Werfen wir nun noch einen Blick auf die rechtliche Situation: Das First Amendment, also der erste Verfassungszusatz zur Verfassung der Vereinigten Staaten von Amerika schützt erfreulicherweise auch pornographische Ausdrucksform und Material. Es gibt allerdings eine Ausnahme. Das material darf nicht obszön sein. Was
aber ist obszön? Die Beurteilung dessen hängt nun ganz überwiegend von den Standards ab die in einer geographischen Region herrschen. Beispiel: Die USA sind in der Öffentlichkeit prüder als die Europäer, aber aufgeschlossener als die Araber. Andrerseits ist das Recht auf freie Meinungsäußerung von der amerikanischen Verfassung besser geschützt als vom
deutschen Grundgesetz. Ein regionübergreifender Konsens besteht heute wohl nur in Bezug auf Kinderpornographie die inzwischen weltweit geächtet ist, allerdings immer als Hebel herhalten muß um auch ganz andere (pornographische) Bereiche und auch Bereiche der Kunst einzuschränken. Allen Initiativen zur Beschränkung des Gebrauchs von Pornographie, wie
auch der Einschränkung der Kunstfreiheit, ist gemein, daß ihre Vertreter von der Materie wenig Sachkenntnis haben und besonders das Internet immer noch von vielen, vor allem denen die es eben nicht beherrschen, als ein Werkzeug des Teufels empfunden wird.
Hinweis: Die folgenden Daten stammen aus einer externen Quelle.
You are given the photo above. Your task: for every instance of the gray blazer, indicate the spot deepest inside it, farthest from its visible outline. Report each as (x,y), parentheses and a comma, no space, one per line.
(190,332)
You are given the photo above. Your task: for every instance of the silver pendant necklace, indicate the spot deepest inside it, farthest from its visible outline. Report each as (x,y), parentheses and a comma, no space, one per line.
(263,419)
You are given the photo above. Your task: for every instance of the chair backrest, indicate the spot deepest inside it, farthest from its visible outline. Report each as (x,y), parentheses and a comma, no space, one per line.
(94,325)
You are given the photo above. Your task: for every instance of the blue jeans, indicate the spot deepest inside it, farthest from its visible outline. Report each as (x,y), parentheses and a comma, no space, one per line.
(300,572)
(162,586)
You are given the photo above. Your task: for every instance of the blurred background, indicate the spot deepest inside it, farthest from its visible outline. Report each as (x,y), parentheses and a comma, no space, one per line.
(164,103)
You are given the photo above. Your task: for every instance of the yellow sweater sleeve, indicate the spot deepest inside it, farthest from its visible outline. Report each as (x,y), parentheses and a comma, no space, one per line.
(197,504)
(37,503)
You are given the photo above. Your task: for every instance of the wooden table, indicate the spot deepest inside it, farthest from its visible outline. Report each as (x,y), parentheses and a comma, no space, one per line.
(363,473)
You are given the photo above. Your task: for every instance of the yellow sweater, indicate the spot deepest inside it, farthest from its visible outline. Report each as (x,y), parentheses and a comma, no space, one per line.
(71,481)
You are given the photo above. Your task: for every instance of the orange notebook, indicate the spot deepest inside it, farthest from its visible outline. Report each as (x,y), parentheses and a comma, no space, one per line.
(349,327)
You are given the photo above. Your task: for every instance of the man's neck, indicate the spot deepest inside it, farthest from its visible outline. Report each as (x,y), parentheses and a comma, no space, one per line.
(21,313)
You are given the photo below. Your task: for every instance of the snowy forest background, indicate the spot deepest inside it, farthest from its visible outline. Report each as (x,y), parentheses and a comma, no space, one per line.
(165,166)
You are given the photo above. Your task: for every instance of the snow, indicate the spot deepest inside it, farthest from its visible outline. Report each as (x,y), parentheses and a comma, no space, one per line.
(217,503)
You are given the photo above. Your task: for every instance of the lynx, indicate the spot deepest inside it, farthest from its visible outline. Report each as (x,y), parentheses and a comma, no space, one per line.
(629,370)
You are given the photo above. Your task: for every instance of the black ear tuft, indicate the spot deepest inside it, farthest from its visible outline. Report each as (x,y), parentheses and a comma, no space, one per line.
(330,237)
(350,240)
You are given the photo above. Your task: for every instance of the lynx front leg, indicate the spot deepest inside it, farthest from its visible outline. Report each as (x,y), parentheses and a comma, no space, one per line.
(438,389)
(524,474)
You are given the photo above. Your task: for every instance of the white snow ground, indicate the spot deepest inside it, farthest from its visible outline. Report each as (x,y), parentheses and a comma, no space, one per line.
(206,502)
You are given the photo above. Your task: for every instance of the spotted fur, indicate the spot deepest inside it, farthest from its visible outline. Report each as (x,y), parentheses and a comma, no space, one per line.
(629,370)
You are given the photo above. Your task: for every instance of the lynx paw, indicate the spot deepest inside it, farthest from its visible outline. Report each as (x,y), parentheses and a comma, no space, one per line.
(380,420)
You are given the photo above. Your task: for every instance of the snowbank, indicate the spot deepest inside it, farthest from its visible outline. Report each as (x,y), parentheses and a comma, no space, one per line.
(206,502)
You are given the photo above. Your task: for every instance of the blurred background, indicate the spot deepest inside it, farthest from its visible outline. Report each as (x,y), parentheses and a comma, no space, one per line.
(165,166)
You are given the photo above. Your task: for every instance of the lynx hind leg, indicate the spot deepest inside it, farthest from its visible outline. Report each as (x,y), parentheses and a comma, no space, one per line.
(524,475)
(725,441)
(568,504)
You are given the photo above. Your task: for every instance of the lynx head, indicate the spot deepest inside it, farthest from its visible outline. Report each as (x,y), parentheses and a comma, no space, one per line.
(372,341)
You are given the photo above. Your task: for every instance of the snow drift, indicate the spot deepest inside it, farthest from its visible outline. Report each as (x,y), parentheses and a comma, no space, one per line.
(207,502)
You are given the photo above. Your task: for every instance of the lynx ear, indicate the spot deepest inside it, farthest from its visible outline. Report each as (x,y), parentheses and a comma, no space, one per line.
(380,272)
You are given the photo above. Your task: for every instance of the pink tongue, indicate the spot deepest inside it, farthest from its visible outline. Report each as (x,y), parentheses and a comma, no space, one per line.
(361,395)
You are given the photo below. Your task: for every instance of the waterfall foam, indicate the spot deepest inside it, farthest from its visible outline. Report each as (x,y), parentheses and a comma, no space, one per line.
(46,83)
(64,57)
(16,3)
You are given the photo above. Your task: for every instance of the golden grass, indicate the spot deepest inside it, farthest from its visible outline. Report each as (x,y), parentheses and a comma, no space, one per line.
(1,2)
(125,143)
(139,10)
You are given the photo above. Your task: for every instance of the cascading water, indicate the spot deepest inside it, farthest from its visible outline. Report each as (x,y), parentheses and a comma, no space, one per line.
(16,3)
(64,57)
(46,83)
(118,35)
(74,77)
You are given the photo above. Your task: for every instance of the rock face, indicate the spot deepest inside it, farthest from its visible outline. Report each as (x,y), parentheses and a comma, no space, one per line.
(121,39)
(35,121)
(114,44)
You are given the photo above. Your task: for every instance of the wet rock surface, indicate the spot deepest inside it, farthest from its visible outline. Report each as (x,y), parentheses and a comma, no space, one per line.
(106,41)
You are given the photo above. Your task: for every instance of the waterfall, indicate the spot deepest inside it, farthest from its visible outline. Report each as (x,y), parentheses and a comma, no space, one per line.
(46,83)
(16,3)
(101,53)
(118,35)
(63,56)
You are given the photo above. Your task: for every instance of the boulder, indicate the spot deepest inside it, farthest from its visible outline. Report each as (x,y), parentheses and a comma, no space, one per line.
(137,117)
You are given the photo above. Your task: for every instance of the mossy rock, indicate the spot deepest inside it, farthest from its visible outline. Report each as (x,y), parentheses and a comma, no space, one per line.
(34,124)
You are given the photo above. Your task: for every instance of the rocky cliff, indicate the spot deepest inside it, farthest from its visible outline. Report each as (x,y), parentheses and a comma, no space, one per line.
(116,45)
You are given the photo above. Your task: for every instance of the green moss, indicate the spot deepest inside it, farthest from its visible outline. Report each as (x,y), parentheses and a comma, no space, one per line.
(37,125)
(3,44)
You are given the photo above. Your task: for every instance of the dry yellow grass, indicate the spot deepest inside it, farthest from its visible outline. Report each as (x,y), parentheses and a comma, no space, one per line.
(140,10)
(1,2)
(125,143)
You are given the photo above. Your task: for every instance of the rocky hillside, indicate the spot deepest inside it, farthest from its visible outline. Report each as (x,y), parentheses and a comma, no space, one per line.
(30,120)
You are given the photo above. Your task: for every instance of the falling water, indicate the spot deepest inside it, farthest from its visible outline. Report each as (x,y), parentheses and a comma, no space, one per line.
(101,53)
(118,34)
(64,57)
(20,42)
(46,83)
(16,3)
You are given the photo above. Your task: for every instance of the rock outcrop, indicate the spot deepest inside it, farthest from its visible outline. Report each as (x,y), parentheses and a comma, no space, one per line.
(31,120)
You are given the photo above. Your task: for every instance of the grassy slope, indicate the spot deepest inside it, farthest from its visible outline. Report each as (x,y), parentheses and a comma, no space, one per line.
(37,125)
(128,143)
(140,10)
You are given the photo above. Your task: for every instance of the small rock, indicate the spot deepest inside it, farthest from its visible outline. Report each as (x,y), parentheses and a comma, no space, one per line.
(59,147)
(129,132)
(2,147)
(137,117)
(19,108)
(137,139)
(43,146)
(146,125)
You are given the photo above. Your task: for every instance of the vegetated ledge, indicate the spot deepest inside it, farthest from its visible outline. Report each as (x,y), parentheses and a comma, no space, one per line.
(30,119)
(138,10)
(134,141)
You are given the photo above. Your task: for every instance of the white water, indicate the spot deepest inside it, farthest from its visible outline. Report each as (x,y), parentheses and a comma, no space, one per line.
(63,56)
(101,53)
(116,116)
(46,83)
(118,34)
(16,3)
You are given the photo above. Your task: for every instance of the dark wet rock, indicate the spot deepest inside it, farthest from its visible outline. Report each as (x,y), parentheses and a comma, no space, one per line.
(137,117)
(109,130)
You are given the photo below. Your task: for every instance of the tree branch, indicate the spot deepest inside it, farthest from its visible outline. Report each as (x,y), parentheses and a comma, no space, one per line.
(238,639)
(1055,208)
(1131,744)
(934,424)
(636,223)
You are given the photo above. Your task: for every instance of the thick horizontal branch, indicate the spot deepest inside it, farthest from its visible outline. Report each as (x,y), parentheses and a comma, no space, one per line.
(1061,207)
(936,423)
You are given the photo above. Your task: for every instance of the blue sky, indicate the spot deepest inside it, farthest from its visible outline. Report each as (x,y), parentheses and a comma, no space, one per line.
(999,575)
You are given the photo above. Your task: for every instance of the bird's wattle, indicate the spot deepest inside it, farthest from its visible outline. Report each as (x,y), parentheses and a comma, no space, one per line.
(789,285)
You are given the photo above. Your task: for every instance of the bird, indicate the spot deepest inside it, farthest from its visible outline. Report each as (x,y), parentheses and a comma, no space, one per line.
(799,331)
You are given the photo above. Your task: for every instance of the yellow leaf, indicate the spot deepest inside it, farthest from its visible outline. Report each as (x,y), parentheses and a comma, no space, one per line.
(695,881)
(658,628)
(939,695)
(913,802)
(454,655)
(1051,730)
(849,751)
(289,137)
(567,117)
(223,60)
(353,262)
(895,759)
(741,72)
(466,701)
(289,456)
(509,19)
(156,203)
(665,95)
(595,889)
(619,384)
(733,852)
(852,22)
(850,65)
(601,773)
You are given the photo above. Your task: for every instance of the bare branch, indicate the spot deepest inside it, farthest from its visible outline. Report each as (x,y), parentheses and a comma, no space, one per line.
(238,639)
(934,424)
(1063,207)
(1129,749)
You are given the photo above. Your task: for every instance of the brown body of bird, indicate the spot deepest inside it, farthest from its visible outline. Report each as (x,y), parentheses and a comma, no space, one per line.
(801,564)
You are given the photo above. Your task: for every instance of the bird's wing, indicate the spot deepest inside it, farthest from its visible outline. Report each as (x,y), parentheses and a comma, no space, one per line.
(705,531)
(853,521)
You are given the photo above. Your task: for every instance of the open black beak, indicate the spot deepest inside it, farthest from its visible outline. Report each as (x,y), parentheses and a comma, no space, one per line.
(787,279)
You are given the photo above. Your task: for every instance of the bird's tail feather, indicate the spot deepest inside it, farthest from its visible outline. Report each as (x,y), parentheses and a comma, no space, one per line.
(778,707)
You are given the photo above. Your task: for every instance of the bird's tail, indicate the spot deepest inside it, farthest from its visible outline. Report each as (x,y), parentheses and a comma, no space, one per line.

Wenn wir nun Kunst, also in unserem Falle erotische Kunst und Pornographie anschauen, dann sind die Übergänge fließend. Erotische Kunst mag einigen Betrachter pornographisch erscheinen, andererseits gibt es auch in der Pornographie oft künstlerische Elemente und besonders in der Vergangenheit eine künstlerische
Tradition. Die Freude (auf Seiten des Künstlers) an der Darstellung und die Lust des Betrachters, oder Konsumenten, am Genuß des nackten menschlichen Körpers gehört zur menschlichen Natur und ist seit den ersten Höhlenzeichnungen bis heute ungebrochen. Der Künstler ist frei von jeder Scham, gelegentlich versteckt sich einer hinter einem Pseudomym,
sonst würde er sein Kunstwerk nicht produzieren. Der Betrachter und bekennende Freund erotischer Kunst hat es schon schwerer und wird schnell aller möglichen Eigenschaften verdächtigt. Begibt er sich mit seiner Begeisterung auf reines Kunstterrain, möglicherweise im Kreise gleichgesinnter, kann er die Einordnung "Kunst" gewissermaßen als Feigenblatt
benutzen, bewegt er sich mehr in den profanen, eher pornographischen Bereich hinein, wird er nicht umhinkommen seiner Begeisterung eher heimlich zu frönen. Dabei scheiden sich auch hier die Geister, bzw. sind die Toleranzschwellen unterschiedlich. Handelt es sich um eine Malerei, Grafik oder Skulptur kann er eher mit Verständnis rechnen, als wenn es um
Photographie oder Film geht. In der Photographie teilt es sich dann erneut auf. Puristen akzeptieren den weiblichen Akt, allenfalls mit Schattenspiel, ohne Blick des Modells in die Kamera, und natürlich auf keinen Fall Pinkshots (sichtbares Genital). Lockerere Zeitgenossen bringen durchaus künstlerische Arbeiten zustande die sich bewußt über
diese Einschränkungen hinwegsetzen.
Der Versuch erotische Kunst, (und gut gemachte Pornographie gehört für mich einfach dazu) mit moralischen Maßstäben zu erfassen taugt also nicht. Allenfalls handwerkliche Beurteilung kann versuchen Qualitätsstufen festzulegen. Das ist dann aber eine Aussage zur Qualität des Werkes aber es ist keine
abschließende Beurteilung ob und in welchem Umfang es Kunst ist. Ein Anfänger, auch ein Künstler darf ja mal anfangen, hat durchaus die Ambition ein (erotisches) Kunstwerk zu schaffen. Es kann sein, daß es ihm nicht perfekt gelingt. Das an sich entwertet weder das Vorhaben noch das Kunstobjekt. Weder der Grad der Beliebtheit noch der kommerzielle
Erfolg können die Arbeit abschließend werten. Anders verhält es sich wenn ein pornographisches Werk von vorneherein lediglich zum Konsum, zum alsbaldigen Verzehr hergestellt wird. dann unterscheidet es sich nicht von einem Paar Schuhe, einem Löffel oder einem Brot. Es ist dazu da Bedürfnisse zu befriedigen und dort durchaus seine Berechtigung. Hier
steht es dem Konsumenten frei sich aus dem Angebot seine Verbrauchsware zu wählen. Pornographie zum Zwecke des Konsums hergestellt und zum Erlangen eines entspannten Zustandes genutzt hat seine Berechtigung und ist Privatsache des Verbrauchers.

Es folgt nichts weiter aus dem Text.